While in prison, I received a dictionary. It was sent to me with a note. This is the book I would take to a deserted island. Other books were to arrive from my teacher. But as she had known, this one proved of endless use. The first word I looked up was the word ‘sentence.’ I had received an impossible sentence of sixty years from the lips of a judge who believed in an after-life. So the word with its yawning c, belligerent little e’s, with its hissing sibilants and double n’s, this repetitive bummer of a word made of slyly stabbing letters that surrounded an isolate human t, this word was in my thoughts every moment of every day.
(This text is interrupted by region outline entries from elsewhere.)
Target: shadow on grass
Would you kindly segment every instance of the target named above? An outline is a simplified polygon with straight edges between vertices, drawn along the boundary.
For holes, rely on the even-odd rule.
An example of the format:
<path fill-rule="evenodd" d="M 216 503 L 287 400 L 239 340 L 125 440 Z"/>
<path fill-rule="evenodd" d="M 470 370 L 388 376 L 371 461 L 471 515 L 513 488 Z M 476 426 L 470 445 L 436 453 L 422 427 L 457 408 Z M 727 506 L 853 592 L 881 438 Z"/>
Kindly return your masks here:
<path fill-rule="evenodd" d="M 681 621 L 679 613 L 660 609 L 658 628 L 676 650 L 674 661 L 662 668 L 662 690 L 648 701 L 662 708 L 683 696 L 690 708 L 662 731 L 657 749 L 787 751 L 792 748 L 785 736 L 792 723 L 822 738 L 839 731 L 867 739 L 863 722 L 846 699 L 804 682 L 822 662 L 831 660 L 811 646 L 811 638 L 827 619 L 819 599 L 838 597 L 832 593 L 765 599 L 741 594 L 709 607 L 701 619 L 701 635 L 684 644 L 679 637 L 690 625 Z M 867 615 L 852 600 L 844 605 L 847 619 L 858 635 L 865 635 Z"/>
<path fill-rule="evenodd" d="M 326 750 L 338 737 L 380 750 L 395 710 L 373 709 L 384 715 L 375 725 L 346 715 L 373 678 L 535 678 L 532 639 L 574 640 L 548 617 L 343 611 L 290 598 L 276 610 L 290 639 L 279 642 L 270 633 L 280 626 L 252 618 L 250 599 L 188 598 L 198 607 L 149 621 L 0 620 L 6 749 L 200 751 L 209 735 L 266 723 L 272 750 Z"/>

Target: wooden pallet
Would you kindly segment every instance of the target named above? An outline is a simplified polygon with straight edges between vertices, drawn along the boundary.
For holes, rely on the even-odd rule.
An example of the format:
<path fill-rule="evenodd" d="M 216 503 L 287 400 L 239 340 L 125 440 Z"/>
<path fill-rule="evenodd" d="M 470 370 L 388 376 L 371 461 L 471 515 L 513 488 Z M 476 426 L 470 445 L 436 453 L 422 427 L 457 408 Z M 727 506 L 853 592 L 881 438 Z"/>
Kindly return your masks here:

Without a doubt, had the dictionary not arrived, this light word that lay so heavily upon me would have crushed me, or what was left of me after the strangeness of what I’d done.

I was at a perilous age when I committed my crime. Although in my thirties, I still clung to a teenager’s physical pursuits and mental habits. It was 2005, but 1999 was how I partied, drinking and drugging like I was seventeen, although my liver kept try- ing to tell me it was over an outraged decade older. For many reasons, I didn’t know who I was yet. Now that I have a better idea, I will tell you this: I am an ugly woman. Not the kind of ugly that guys write or make movies about, where suddenly I have a blast of blinding instructional beauty. I am not about teachable moments. Nor am I beautiful on the inside. I enjoy lying, for instance, and am good at selling people useless things for prices they can’t afford. Of course, now that I am rehabilitated, I only sell words. Collections of words between cardboard covers.

Books contain everything worth knowing except what ultimately matters.

From the book: THE SENTENCE by Louise Erdrich. Copyright © 2021 by Louise Erdrich. Reprinted courtesy of Harper Books, an imprint of HarperCollins Publishers

This segment aired on November 9, 2021.